Tampoco permanece insensible frente al gran desempleo de comienzos de los años 80, consecuencia de la crisis económica y financiera. Le preocupa la vivienda digna para las familias y cómo estas pueden acceder a créditos para poder tenerla. Además, vela por cómo garantizar el apoyo financiero a los micro y pequeños empresarios que en aquellos años no tenían entrada al mundo financiero. Es con este propósito que emprende por Europa un viaje para visitar dos bancos: uno en Italia y uno en Francia, y los involucra con la Fundación para el Desarrollo –que recogía el dinero de las donaciones que él mismo recibía– para ser accionistas del banco que impulsa crear: el Banco del Desarrollo. Con esto crea un espacio para préstamos a microempresarios y se abren miles de libretas de ahorros y créditos para la vivienda.

El amor creativo se hizo en esta oportunidad la voz de los que no tenían acceso al crédito y, sin embargo, tenían capacidades y ganas de trabajar y progresar.
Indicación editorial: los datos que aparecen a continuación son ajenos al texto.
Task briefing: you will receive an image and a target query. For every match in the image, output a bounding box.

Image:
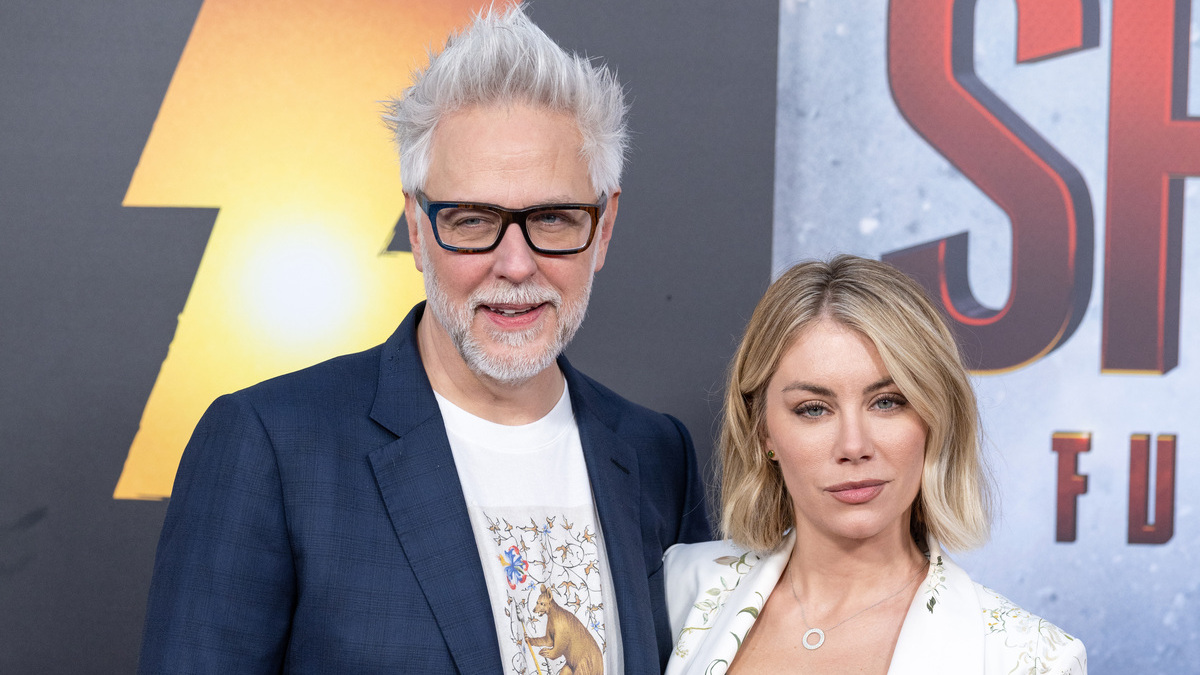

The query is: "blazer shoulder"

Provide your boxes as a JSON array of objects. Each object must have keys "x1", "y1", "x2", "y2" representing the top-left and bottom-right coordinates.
[
  {"x1": 663, "y1": 540, "x2": 759, "y2": 631},
  {"x1": 976, "y1": 583, "x2": 1088, "y2": 674},
  {"x1": 566, "y1": 365, "x2": 686, "y2": 436},
  {"x1": 233, "y1": 343, "x2": 386, "y2": 411},
  {"x1": 664, "y1": 539, "x2": 749, "y2": 577},
  {"x1": 567, "y1": 366, "x2": 649, "y2": 412}
]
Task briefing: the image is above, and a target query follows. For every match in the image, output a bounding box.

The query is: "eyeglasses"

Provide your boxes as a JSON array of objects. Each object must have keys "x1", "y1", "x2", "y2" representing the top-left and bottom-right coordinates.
[{"x1": 414, "y1": 190, "x2": 607, "y2": 255}]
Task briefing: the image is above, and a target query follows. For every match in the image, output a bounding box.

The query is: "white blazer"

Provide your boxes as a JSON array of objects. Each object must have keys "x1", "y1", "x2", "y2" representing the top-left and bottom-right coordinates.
[{"x1": 663, "y1": 534, "x2": 1086, "y2": 675}]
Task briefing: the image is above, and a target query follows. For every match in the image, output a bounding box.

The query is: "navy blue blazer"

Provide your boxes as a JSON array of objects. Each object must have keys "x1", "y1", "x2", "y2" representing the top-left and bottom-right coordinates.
[{"x1": 139, "y1": 303, "x2": 711, "y2": 674}]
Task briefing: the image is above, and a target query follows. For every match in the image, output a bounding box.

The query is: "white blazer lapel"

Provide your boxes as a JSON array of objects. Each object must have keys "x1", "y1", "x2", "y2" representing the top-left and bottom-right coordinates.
[
  {"x1": 666, "y1": 534, "x2": 793, "y2": 675},
  {"x1": 888, "y1": 539, "x2": 985, "y2": 675}
]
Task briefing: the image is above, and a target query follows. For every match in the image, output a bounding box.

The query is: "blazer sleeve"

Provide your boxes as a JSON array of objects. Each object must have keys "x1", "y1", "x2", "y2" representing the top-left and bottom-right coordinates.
[
  {"x1": 1020, "y1": 615, "x2": 1087, "y2": 675},
  {"x1": 139, "y1": 394, "x2": 295, "y2": 674},
  {"x1": 662, "y1": 543, "x2": 703, "y2": 639},
  {"x1": 973, "y1": 581, "x2": 1088, "y2": 675},
  {"x1": 666, "y1": 414, "x2": 713, "y2": 545},
  {"x1": 1045, "y1": 632, "x2": 1088, "y2": 675}
]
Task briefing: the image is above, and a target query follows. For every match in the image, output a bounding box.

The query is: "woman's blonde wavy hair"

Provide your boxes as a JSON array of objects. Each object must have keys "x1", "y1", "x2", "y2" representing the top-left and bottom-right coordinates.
[{"x1": 719, "y1": 255, "x2": 992, "y2": 554}]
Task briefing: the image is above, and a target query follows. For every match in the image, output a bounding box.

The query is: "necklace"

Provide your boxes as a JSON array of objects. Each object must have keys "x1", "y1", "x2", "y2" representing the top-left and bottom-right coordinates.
[{"x1": 787, "y1": 559, "x2": 928, "y2": 650}]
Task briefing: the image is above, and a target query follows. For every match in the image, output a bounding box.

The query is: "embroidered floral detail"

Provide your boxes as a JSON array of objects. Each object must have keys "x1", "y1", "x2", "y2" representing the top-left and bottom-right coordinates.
[
  {"x1": 674, "y1": 551, "x2": 761, "y2": 660},
  {"x1": 979, "y1": 586, "x2": 1084, "y2": 675},
  {"x1": 704, "y1": 660, "x2": 728, "y2": 675},
  {"x1": 695, "y1": 595, "x2": 762, "y2": 675},
  {"x1": 924, "y1": 554, "x2": 948, "y2": 613},
  {"x1": 730, "y1": 595, "x2": 764, "y2": 645}
]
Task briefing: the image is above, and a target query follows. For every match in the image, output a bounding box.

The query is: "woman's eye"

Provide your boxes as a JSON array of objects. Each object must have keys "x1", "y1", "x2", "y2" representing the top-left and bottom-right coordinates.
[
  {"x1": 796, "y1": 403, "x2": 827, "y2": 418},
  {"x1": 873, "y1": 396, "x2": 906, "y2": 411}
]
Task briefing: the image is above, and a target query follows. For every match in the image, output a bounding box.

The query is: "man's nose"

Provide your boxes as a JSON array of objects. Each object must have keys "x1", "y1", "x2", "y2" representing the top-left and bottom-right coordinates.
[{"x1": 491, "y1": 220, "x2": 539, "y2": 282}]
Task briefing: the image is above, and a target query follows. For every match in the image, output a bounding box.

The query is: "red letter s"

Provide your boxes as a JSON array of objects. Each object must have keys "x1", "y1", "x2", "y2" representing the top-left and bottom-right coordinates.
[{"x1": 885, "y1": 0, "x2": 1099, "y2": 372}]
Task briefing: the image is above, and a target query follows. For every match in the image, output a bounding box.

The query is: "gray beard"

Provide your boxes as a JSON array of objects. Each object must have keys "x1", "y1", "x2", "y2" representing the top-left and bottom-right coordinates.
[{"x1": 420, "y1": 236, "x2": 593, "y2": 385}]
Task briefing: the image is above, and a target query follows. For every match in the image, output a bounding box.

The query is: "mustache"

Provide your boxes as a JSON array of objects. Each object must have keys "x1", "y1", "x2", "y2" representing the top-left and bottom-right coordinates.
[{"x1": 469, "y1": 281, "x2": 561, "y2": 309}]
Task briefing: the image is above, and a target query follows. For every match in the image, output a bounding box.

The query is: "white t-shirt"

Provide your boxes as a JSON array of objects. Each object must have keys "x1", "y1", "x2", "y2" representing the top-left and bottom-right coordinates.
[{"x1": 435, "y1": 384, "x2": 622, "y2": 675}]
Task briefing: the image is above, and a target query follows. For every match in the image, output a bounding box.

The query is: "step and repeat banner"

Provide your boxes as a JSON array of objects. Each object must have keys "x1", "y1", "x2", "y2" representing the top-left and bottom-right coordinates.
[
  {"x1": 776, "y1": 0, "x2": 1196, "y2": 671},
  {"x1": 2, "y1": 0, "x2": 1191, "y2": 671}
]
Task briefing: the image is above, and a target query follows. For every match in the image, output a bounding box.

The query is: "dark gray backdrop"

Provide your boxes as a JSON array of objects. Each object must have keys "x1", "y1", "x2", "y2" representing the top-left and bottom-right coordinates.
[{"x1": 0, "y1": 1, "x2": 776, "y2": 671}]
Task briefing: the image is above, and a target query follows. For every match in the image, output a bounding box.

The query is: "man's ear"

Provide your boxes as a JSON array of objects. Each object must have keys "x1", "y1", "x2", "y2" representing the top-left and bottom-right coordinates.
[
  {"x1": 405, "y1": 193, "x2": 423, "y2": 272},
  {"x1": 591, "y1": 189, "x2": 619, "y2": 273}
]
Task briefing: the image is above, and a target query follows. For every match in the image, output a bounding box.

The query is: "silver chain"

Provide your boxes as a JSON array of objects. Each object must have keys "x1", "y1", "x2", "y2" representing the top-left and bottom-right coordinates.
[{"x1": 787, "y1": 558, "x2": 928, "y2": 650}]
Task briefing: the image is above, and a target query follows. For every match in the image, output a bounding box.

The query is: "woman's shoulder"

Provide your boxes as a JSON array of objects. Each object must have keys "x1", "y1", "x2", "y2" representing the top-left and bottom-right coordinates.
[
  {"x1": 663, "y1": 540, "x2": 768, "y2": 613},
  {"x1": 972, "y1": 582, "x2": 1088, "y2": 674},
  {"x1": 664, "y1": 539, "x2": 757, "y2": 576},
  {"x1": 663, "y1": 540, "x2": 761, "y2": 621}
]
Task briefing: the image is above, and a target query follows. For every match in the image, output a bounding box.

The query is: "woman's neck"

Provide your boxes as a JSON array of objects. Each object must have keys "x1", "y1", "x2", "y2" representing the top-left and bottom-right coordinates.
[{"x1": 785, "y1": 524, "x2": 927, "y2": 611}]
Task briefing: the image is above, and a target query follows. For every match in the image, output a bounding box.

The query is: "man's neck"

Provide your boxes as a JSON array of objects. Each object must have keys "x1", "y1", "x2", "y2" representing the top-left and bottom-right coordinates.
[{"x1": 415, "y1": 313, "x2": 565, "y2": 425}]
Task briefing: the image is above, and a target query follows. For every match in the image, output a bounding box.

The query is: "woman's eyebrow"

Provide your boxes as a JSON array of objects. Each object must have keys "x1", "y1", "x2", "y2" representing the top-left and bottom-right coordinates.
[
  {"x1": 780, "y1": 382, "x2": 834, "y2": 397},
  {"x1": 863, "y1": 377, "x2": 896, "y2": 395}
]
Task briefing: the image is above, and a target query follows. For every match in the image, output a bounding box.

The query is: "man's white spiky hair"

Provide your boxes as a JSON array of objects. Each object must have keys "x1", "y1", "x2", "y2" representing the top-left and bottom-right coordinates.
[{"x1": 383, "y1": 4, "x2": 629, "y2": 196}]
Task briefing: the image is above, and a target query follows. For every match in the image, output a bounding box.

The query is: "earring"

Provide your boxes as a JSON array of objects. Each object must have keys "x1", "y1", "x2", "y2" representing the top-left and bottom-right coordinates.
[{"x1": 766, "y1": 449, "x2": 776, "y2": 460}]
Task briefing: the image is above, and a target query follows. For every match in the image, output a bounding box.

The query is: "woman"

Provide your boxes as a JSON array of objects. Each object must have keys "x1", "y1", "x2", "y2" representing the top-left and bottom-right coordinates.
[{"x1": 664, "y1": 255, "x2": 1086, "y2": 674}]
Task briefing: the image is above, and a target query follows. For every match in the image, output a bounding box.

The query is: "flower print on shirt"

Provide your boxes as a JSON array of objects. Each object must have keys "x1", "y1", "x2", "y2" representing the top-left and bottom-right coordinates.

Todos ellos fundamentos necesarios para aumentar los espacios de Inclusión.

Cabe ahora preguntarse: ¿no será esto el verdadero sentido que mueve la subsidiaridad? ¿La inclusión y la cohesión social no pasan tal vez por un equilibrio entre la solidaridad y la subsidiaridad? ¿La vida y la obra de Silva Henríquez no serán acaso una forma original de la “predicación moderna” (aquella que pasa también por los medios y las redes sociales) del post Concilio, donde encontrar sugerentes motivos de inspiración y confrontarnos con los efectos de la dimensión social del amor cristiano?

Una lectura atenta del texto “Mi sueño de Chile” (1 de noviembre de 1991), que cierra de alguna manera toda su intervención pública, abre el camino para penetrar en la raíz de este amor creativo y productivo cuando llama a reconocer la fuente de origen de toda dignidad humana y solidaridad: la paternidad del Padre Común.